Andrew SCHOLTZ What's in a Name? Pandemic koinonia and Aphrodita Pandamos on Hellenistic Cos
Scholars as different as Sokolowski and Halperin largely agree in understanding Aphrodite Pandemos as sponsor "of the entire citizenry," a reading most often applied to the Athenian evidence, though one that has proved influential for non-Athenian instances as well. Yet this civic-Athenian model, however valid for Athens itself, will not do for Hellenistic Cos, where the epithet "Pandamos" referred, I would argue, to Aphrodite as an "extra-civic" deity, one who embodied both a desire for the benefits of foreign commerce and immigration, and a perceived need to control the traffic that flowed through what could be viewed as a point of exposure and vulnerability for any polis, namely, its port.
By all indications, Aphrodita Pandamos ranked high among the gods of the Coan state. Hence the attraction of Sokolowski's suggestion that her epithet commemorated synoecism "comme c'Ètait le cas ý AthËnes." What then to make of Pandamos' conspicuously "extra-civic" tendencies (e.g., compulsory non-citizen sacrifice), not to mention her close association (shared priestess and temenos) with Aphrodita Pontia, patron of seafarers? Harpocration glosses pandemos as pankoinos, "common to all," a meaning by no means confined to civic contexts.
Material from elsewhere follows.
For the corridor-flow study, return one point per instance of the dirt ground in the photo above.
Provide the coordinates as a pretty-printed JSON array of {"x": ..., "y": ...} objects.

Indeed, the adjective pandemos can stress a collectivity above and beyond that of any single polis, and so it did on Cos, where the epithet "Pandamos" referred, I would argue, to the extra-civic scope of Aphrodita's community of worshippers. I would further argue that we should view Pandamos' cult within the context of what I term "pandemic koinonia," a strategy to dedicate the non-citizen element to the common good. Hence the complementary meanings of Aphrodita under her separate aspects. For as Pontia, she consecrated the harbor - a point of permeability and transience located nearly at the political heart of the island - to the well-being of the polis. As Pandamos, she sponsored a koinonia embracing, yet simultaneously excluding, the metic "Other."